Set up your hardhat.config.js file so it looks like mine below, by inserting your MetaMask private key and the URL from Alchemy containing your API key.
require("@nomiclabs/hardhat-waffle");
require("solidity-coverage");
// Replace this private key with your Ropsten account private key
// To export your private key from Metamask, open Metamask and
// go to Account Details > Export Private Key
// Be aware of NEVER putting real Ether into testing accounts
const METAMASK_PRIVATE_KEY = "YOUR_METAMASK_WALLET_PRIVATE_KEY_HERE";
/**
* @type import('hardhat/config').HardhatUserConfig
*/
module.exports = {
solidity: "0.8.7",
networks: {
rinkeby: {
url: `https://eth-rinkeby.alchemyapi.io/v2/YOUR_API_KEY_WILL_BE_HERE`,
accounts: [`${METAMASK_PRIVATE_KEY}`]
}
}
};
Deploying our smart contract and seeing it live in the world
Now that we’ve added the extra information required for deployment to our hardhat config file, we can run our deploy script again, but this time specifying that we want to deploy to the Rinkeby network, like this:
npx hardhat run scripts/deployInbox.js --network rinkeby
We can also add this command to our package.json file if we like, as the script “deploy:rinkeby” to make our life easier.

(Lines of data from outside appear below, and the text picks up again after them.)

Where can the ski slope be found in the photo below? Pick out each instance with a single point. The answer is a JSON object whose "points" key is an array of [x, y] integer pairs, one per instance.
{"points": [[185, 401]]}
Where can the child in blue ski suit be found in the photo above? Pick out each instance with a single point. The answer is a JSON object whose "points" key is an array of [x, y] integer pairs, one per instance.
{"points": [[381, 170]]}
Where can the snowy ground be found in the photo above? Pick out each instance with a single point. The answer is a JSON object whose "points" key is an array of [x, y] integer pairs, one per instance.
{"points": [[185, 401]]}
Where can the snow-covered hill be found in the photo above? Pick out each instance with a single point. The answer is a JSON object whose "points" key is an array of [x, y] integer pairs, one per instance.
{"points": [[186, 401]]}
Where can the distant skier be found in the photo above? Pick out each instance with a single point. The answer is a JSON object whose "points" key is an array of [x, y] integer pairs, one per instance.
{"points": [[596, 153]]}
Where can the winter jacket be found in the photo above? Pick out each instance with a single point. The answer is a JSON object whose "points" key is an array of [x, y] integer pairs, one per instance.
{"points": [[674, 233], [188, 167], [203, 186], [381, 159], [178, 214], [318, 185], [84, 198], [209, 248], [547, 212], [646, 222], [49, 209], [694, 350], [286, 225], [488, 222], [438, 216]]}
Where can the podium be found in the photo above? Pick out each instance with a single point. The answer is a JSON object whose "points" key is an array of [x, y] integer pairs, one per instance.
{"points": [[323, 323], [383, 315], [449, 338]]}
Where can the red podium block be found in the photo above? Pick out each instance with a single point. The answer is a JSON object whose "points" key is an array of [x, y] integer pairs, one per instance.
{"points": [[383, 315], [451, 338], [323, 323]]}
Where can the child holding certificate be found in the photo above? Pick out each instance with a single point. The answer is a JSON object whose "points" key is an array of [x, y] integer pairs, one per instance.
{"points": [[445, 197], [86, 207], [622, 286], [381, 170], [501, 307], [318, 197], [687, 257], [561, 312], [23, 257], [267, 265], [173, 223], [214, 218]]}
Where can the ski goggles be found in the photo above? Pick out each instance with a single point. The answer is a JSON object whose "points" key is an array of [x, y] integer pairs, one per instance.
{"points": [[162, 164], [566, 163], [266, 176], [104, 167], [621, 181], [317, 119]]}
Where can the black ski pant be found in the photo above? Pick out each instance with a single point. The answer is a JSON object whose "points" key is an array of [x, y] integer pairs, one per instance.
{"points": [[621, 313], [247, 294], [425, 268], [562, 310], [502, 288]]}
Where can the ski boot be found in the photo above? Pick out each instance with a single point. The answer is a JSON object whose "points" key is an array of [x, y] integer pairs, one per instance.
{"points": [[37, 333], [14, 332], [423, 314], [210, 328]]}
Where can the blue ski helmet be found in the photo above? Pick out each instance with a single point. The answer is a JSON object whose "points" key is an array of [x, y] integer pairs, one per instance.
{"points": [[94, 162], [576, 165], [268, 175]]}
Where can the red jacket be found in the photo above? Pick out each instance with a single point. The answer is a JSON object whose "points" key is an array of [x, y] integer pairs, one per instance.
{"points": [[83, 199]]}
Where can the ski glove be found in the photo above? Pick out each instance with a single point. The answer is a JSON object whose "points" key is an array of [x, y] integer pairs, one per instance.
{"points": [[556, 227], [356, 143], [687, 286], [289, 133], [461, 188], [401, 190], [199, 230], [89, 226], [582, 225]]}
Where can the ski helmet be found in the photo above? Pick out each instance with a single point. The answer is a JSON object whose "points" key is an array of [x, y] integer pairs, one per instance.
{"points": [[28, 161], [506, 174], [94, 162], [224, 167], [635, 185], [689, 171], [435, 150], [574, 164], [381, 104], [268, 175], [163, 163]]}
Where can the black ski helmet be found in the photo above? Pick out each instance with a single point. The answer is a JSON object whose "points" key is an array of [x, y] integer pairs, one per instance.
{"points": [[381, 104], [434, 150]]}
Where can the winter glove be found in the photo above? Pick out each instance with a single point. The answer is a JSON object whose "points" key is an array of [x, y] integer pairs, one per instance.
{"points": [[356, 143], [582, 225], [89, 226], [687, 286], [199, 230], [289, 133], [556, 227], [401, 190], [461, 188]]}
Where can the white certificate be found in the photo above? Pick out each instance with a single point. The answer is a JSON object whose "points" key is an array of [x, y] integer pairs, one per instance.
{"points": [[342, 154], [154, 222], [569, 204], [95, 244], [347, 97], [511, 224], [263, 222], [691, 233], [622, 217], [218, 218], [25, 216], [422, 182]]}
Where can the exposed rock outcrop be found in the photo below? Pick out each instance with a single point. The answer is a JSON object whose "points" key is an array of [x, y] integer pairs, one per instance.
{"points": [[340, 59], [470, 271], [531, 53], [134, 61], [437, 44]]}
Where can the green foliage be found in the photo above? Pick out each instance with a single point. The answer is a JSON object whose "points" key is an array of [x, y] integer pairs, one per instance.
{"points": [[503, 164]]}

After running this command you should see an output similar to the following:
The inbox smart contract deployed to: 0x8d8671021Ea191Bf2523fEb915dd5fBC3f08b88a
Copy the contract address from the output and open https://rinkeby.etherscan.io/ in your browser. Etherscan is a blockchain explorer and shows us all blocks, transactions, tokens and smart contracts on the Ethereum network. This particular version of etherscan is focused on the Rinkeby test network. From there copy the contract address into the search box. You should then see a screen resembling the following:
This screen show us our smart contract on the Rinkeby network, and it gives us a lot of information about the smart contract, including:
- Who created the smart contract (their wallet address)
- When it was created (Age & the transaction hash from the block that created it)
- The transaction fee that was paid to create the smart contract
- How much Eth is sitting in the wallet attached to the smart contract
And BOOM! We have built, tested and deployed our very own smart contract onto a live Ethereum network. I hope this blog has been helpful to you and I encourage you to keep learning and building as this really is a very exciting space to be in right now. Keep an eye out for my next blog series where I’ll be building a web application to interact with a smart contract.